Was ist „nötig“?
DER Codex W der Evangelien spielt eine Rolle bei der Übersetzung eines Gesprächs zwischen Jesus und Martha, der Schwester seines Freundes Lazarus. Als Jesus die Geschwister besuchte, hielt es Martha für das wichtigste, Jesus ein gutes Mahl zuzubereiten; er gab ihr allerdings den freundlichen Hinweis, dem Beispiel ihrer Schwester Maria zu folgen, die zu seinen Füßen saß und ihm zuhörte. Er sagte: „Wenige Dinge jedoch sind nötig oder nur eins. Maria ihrerseits hat das gute Teil erwählt, und es wird nicht von ihr weggenommen werden“ (Lukas 10:42).

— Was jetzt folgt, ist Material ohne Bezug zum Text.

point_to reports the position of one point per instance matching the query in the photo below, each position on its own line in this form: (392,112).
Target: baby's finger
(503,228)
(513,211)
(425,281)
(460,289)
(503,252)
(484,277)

So wurde der griechische Text von Westcott und Hort (1881) übersetzt, der die Grundlage für die Neue-Welt-Übersetzung bildet. Eine Fußnote in der 1986 in Deutsch erschienenen Studienausgabe dieser Bibel zeigt, daß sich diese Lesart auf die sinaitische (א) und die vatikanische (B) Handschrift stützt, beides Vertreter ein und derselben Textfamilie. In der alexandrinischen Handschrift (A) heißt es dagegen: „Eines jedoch ist nötig. Maria ihrerseits ...“ Wie die Fußnote zeigt, stimmen sowohl der Codex W als auch der Chester Beatty Papyrus (P45) und der Bodmer Papyrus (P75) (beide aus dem dritten Jahrhundert) mit der letzteren Lesart überein. Alle diese Handschriften wurden jedoch erst lange nach 1881 entdeckt, jenem Jahr, in dem Westcott und Hort ihren Text veröffentlichten, so daß sie keine Möglichkeit hatten, diese alternative Lesart in Betracht zu ziehen. Doch ganz gleich, auf welche Version des Textes wir uns heute auch stützen, so gibt uns Jesus in jedem Fall deutlich zu verstehen, daß wir in unserem Leben geistige Dinge an die erste Stelle setzen müssen — ein Rat, den sich jeder von uns zu Herzen nehmen sollte.